A Q&A with digital media professor Antoinette LaFarge.

Writing in all capital letters is like shouting in print.

That's the lesson from Antoinette LaFarge, a professor of digital media at the University of California at Irvine .

According to a recent online survey , 40 percent of Congress.org users say they "sometimes" or "often" use all capital letters when writing Congress.

But in an interview with Congress.org, LaFarge says it can make your writing less effective.

After teaching typography and graphic design for the past 10 years, she has formed a few theories about why people write in all caps and how readers react to it.

Congress.org: Where did all caps come from?

LaFarge: The English alphabet comes primarily from the Greek and Roman languages.

In the classical era, all caps were used for stone engraving on monuments. The letters were designed to be legible at a distance — the same way people often use very large type or uppercase letters now on billboards.

Lowercase letters developed later, when people began using various early forms of paper. Because of the way handwriting works, the letter forms started to mutate.

After the development of typesetting, you had a mix of both upper- and lowercase and refinements in the use of type. But all caps really came on strong during the computer era.

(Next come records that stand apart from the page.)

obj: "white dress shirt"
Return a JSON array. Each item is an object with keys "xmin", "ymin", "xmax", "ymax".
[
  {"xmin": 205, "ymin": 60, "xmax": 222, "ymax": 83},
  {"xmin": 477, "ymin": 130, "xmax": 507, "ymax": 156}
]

When people began writing in online forums, you started to see more use of all capital letters. By the mid-1990s, you started to see people comparing it to shouting.

Congress.org: What made writing in all caps so popular with computers?

LaFarge: One of the problems that people have in writing is showing emphasis.

In print, graphic designers had a lot of tricks to do this such as changing the size of a font, the spacing between letters, color, italics and bold type. All of that stuff was pretty much unavailable in the early days of the Internet. You just had plain vanilla type.

So how do you create emphasis? One way was to surround words with asterisks, which was supposed to be the equivalent of bold. But that was just clumsy.

So people reached for the first thing they could find, which was all caps.